Accessibility for Children & Beyond
You’ve described “caring about Rebel Girls users” by focusing on accessibility. How is this visible within the app?
I always say that this might be seen as the boring part of design, but you have to look at all the standards out there. It’s not about redoing something but about fixing and improving things.
Even though we made the app pretty with all those illustrations and visuals, we still had to think about the accessibility and how it would work for children. That meant looking into the sizes and fonts… for example, how big should the icons be for kids’ stubby little finger sizes?
We also involved our accessibility team at STRV to perfect all accessibility standards, like the ideal contrast when there’s a background image behind copy or the spacing between the line height of text. A lot of details can slip through the cracks without being given proper attention.

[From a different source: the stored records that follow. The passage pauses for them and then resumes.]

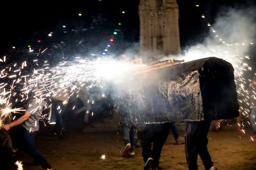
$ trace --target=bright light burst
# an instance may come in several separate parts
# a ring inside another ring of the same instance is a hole
[[[100,159],[102,159],[102,160],[105,160],[105,159],[106,159],[106,155],[105,155],[105,154],[101,155]]]

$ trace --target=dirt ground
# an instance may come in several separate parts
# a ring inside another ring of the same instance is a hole
[[[121,157],[124,148],[121,132],[83,132],[83,125],[80,122],[68,121],[63,140],[51,136],[53,125],[41,128],[36,145],[54,170],[143,169],[141,148],[136,148],[136,154],[132,157]],[[184,135],[183,131],[179,133]],[[246,134],[237,132],[234,126],[225,127],[220,132],[209,131],[209,150],[219,170],[256,169],[256,141],[250,139],[251,133],[250,127],[246,129]],[[184,145],[173,145],[173,142],[170,134],[163,148],[159,169],[188,169]],[[100,158],[102,155],[106,159]],[[24,170],[42,169],[22,150],[18,150],[17,156]],[[198,162],[199,169],[204,169],[199,158]]]

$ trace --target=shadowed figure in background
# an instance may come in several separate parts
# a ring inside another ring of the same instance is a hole
[[[1,94],[1,90],[0,94]],[[0,97],[1,96],[0,96]],[[3,111],[4,109],[4,104],[0,103],[1,126],[3,126],[4,124],[9,124],[12,122],[11,115],[5,115]],[[13,148],[12,138],[8,131],[6,131],[6,129],[3,127],[0,127],[0,162],[1,168],[5,169],[5,168],[8,168],[8,167],[13,164],[15,162],[15,150]]]
[[[54,95],[52,104],[51,119],[55,117],[56,124],[52,135],[59,136],[63,139],[66,132],[65,117],[67,114],[67,105],[68,103],[69,91],[67,89],[61,89]]]

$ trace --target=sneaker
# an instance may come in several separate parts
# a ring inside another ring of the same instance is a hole
[[[212,166],[209,170],[218,170],[214,166]]]
[[[250,137],[251,137],[252,140],[253,140],[253,141],[256,140],[256,134],[252,135]]]
[[[245,132],[245,129],[244,129],[244,128],[241,127],[237,127],[237,128],[236,129],[236,131],[237,132],[243,132],[243,133]]]
[[[134,152],[132,151],[132,152],[129,152],[129,155],[130,156],[133,156],[133,155],[136,155],[136,153],[135,153],[135,152]]]
[[[126,144],[126,146],[124,148],[124,150],[123,152],[123,157],[128,157],[129,155],[131,149],[132,149],[132,147],[131,147],[131,143],[128,143],[127,144]]]
[[[159,161],[155,161],[154,160],[151,164],[151,169],[152,170],[157,170],[159,165]]]
[[[220,132],[220,124],[215,122],[214,125],[215,125],[215,126],[214,126],[215,131],[217,132]]]
[[[176,143],[175,145],[181,145],[181,144],[184,144],[185,141],[183,138],[179,138],[178,139],[175,139]]]
[[[144,170],[148,170],[148,169],[151,169],[151,165],[152,163],[153,162],[153,159],[152,157],[149,157],[148,159],[148,160],[147,160],[146,163],[145,163],[145,166],[144,166]]]

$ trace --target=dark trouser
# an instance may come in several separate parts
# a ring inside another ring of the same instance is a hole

The Main Ingredient Behind the Success?
You’re one of the most humble people at STRV — but let’s place that humbleness aside for a sec. What do you think is the “secret sauce” that led to all the design awards?
I’d say the app wouldn't be this successful if the content wasn’t delivered well. The illustrations are a big part of it, but it's the powerful audio stories and how they’re presented that really made the app stand out. I think the app managed to deliver all of these stories in a delightful, simple way — it's easy to navigate despite the volume.
But I really can’t take all the credit. The Creative Lead at Rebel Girls did a great job of establishing the brand for the app. While I was working on the app style directly, he was the one managing it and the illustrations themselves.
We actually met every single day. I wasn’t told what to do; I was told what we want to accomplish, but there were no requirements. It was left to me to explore. Then, together, we asked ourselves, “Does it work for us? Does it accomplish what we’re trying to do?” The entire design process was a time of exploration, and I’m so proud of what we created together.